Ordinals’ inscriptions are the Bitcoin equivalent of NFTs. They are arbitrary data that lives on the Bitcoin blockchain, tied to a satoshi, the smallest denomination of a Bitcoin.

Runes, which launched on the day of Bitcoin’s fourth halving, is a new way to inscribe information onto the oldest crypto network in a more efficient manner than fungible tokens issued on the Bitcoin network, called BRC-20s,.

Following a February and March lull, Ordinals have picked up again, with daily inscriptions doubling in April to an average of 150,000. More than 66 million inscriptions have been registered on the Bitcoin blockchain, with Ordinals inscriptions driving NFT volumes to a 12-month high.

Ordinals Inscriptions - Dune Analytics

Magic Internet Money

Hayes’ is no stranger to crypto culture.

Not only did he co-found BitMex, the crypto exchange that gave rise to 100x leverage, his most recent investment is a nod in crypto history’s direction.

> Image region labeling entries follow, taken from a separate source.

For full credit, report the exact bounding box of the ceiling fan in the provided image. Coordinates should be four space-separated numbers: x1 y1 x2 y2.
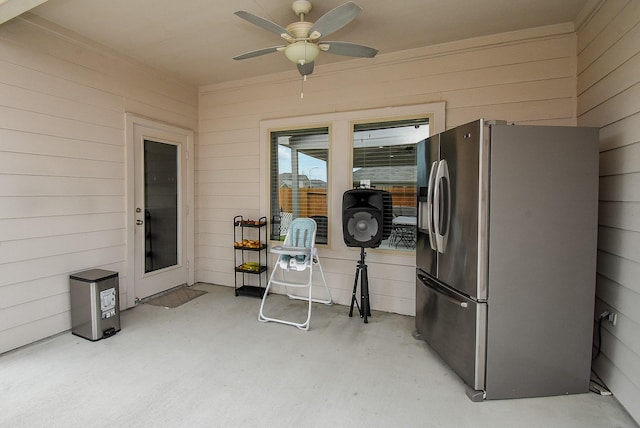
233 0 378 78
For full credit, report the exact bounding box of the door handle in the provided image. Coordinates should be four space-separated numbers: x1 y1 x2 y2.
418 275 469 309
427 161 438 250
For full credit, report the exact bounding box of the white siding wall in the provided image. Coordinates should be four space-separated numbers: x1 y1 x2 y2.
0 17 198 352
195 25 577 315
578 0 640 421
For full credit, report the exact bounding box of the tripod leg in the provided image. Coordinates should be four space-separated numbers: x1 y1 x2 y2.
349 263 362 317
360 265 371 324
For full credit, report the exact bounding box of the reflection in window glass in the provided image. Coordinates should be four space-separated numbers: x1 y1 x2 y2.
353 117 429 251
270 127 329 244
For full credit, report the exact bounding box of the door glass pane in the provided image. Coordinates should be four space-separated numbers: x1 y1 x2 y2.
270 127 329 244
353 117 429 251
144 140 179 273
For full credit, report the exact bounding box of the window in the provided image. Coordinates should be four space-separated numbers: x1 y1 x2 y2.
269 127 329 244
260 102 445 254
352 117 429 251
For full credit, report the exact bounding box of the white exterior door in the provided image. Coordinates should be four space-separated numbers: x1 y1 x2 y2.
127 116 193 304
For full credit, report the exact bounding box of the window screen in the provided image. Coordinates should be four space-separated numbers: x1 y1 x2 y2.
270 127 329 244
352 117 429 251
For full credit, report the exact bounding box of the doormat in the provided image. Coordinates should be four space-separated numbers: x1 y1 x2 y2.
145 287 207 309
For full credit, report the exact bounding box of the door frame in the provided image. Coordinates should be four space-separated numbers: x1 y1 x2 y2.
125 113 195 308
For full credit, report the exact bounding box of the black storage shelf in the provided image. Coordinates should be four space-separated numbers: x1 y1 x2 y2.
233 215 268 297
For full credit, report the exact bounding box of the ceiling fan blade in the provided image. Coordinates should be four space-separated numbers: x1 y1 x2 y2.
233 46 284 60
318 42 378 58
298 61 313 76
234 10 293 38
309 1 362 40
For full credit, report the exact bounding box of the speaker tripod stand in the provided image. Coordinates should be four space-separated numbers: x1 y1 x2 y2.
349 247 371 324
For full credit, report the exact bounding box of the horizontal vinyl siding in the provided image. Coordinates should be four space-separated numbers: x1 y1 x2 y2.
578 0 640 421
0 17 198 352
196 26 577 315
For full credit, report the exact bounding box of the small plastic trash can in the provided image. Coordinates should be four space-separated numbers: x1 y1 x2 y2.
69 269 120 341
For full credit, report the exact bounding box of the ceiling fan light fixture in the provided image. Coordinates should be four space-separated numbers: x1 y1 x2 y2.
284 40 320 65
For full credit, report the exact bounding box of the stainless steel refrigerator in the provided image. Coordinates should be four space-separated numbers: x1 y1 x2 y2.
416 120 598 401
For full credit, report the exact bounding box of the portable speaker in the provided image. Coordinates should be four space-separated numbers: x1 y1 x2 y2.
342 189 392 248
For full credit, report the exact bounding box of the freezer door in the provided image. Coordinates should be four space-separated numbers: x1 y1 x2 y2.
416 269 487 391
438 120 489 300
416 135 439 275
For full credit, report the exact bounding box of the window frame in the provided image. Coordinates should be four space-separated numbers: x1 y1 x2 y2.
259 101 445 251
266 124 331 245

Just last week he purchased WZRD, a Bitcoin Ordinals NFT project that celebrates the iconic magic internet money meme that toured the Bitcoin world in 2013–and has since become a symbol of the blossoming Ordinals ecosystem.

WZRD has been a juggernaut in the past month, posting a 7,500% gain in the past 14 days, trading today for $5.51.

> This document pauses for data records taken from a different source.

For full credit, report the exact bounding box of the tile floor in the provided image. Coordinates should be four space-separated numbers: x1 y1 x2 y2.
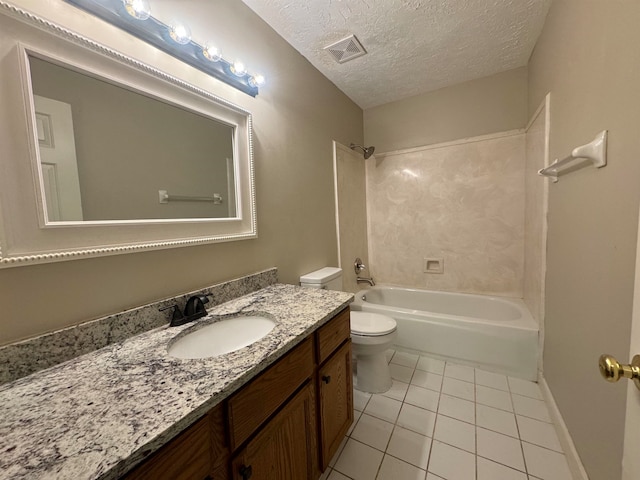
321 351 571 480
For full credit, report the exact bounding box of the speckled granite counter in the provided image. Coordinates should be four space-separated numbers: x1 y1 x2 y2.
0 284 353 480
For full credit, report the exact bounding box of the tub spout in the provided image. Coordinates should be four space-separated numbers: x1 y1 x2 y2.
356 277 376 287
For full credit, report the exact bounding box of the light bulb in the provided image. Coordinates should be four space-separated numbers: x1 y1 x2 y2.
231 60 247 77
208 43 222 62
169 22 191 45
122 0 151 20
249 73 266 87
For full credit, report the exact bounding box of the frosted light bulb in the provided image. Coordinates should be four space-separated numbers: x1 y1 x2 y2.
231 60 247 77
122 0 151 20
249 73 266 87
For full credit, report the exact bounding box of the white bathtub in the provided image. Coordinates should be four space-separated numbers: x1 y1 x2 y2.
351 286 538 380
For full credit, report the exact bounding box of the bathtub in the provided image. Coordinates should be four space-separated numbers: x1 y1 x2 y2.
351 286 538 381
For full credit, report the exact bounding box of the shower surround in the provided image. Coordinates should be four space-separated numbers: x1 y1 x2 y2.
366 130 526 298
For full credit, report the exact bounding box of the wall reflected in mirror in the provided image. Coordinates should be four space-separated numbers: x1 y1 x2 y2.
29 55 237 222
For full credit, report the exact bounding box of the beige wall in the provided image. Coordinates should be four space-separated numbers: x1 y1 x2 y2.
0 0 363 344
523 99 549 335
367 131 525 298
335 144 375 293
529 0 640 480
364 67 528 152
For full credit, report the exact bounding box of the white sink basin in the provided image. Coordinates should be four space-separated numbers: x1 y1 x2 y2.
167 316 276 358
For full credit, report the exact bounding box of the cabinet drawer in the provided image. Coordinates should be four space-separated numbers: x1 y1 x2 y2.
124 416 211 480
228 338 314 451
316 308 351 364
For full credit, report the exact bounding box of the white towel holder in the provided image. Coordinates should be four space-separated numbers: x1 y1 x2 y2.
538 130 607 183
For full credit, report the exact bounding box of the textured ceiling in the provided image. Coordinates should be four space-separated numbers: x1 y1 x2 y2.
243 0 551 108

“Abracadabra Bitches,” he posted. “Let's bring it back to the old school. Yachtzee.”

Hayes added to the meme’s appeal, in true digital native style, “there is nothing more based than the r/bitcoin Wizard meme of Magic Internet Money.” He’s referring to the subreddit where the image launched, r/Bitcoin.


Backing Crypto Meme Culture

Alongside Ordinals, memecoins have been the darling of the current bull cycle.

The sector has a $56 billion market cap, with new tokens springing to life daily on Solana, Base, and Blast.

Hayes acknowledges the time and place that memecoins have, including their usual short-lived hype, in fact defying Maelstrom’s 10/20/50 time horizon.

“From a liquid trading perspective, we want to acquire assets that have provenance and gave rise to crypto meme culture,” he explained.

This includes not only the aforementioned WZRD, but also the more recent memecoins that have been permeating the crypto zeitgeist, such as dogwifhat or jeo boden.

Ordinals Are Booming

Bitcoin Ordinals are making waves.

The oldest blockchain in the world is experiencing a full-blown renaissance of developers, users, artists, and builders, after Casey Rodarmor launched the protocol in early 2023.

Now, VCs are paying attention, with Ordinals explorer announcing a $2 million raise to build out the Ordinals data layer, Hayes’s Maelstrom fund backed Oyl, an Ordinals-focused wallet that recently raised $3 million, and Taproot Wizards closed a $7.5 million round to “bring the magic back to Bitcoin.”

With help from Runestones, in fact, Ordinals have even been pulling the entire NFT sector forward, with volumes climbing to 12-month highs.

With all this, it’s safe to say the digital gold narrative has run its course as the sole Bitcoin use-case as there are finally more Bitcoin-based applications – and one of crypto’s most renowned investors is bullish on this shift.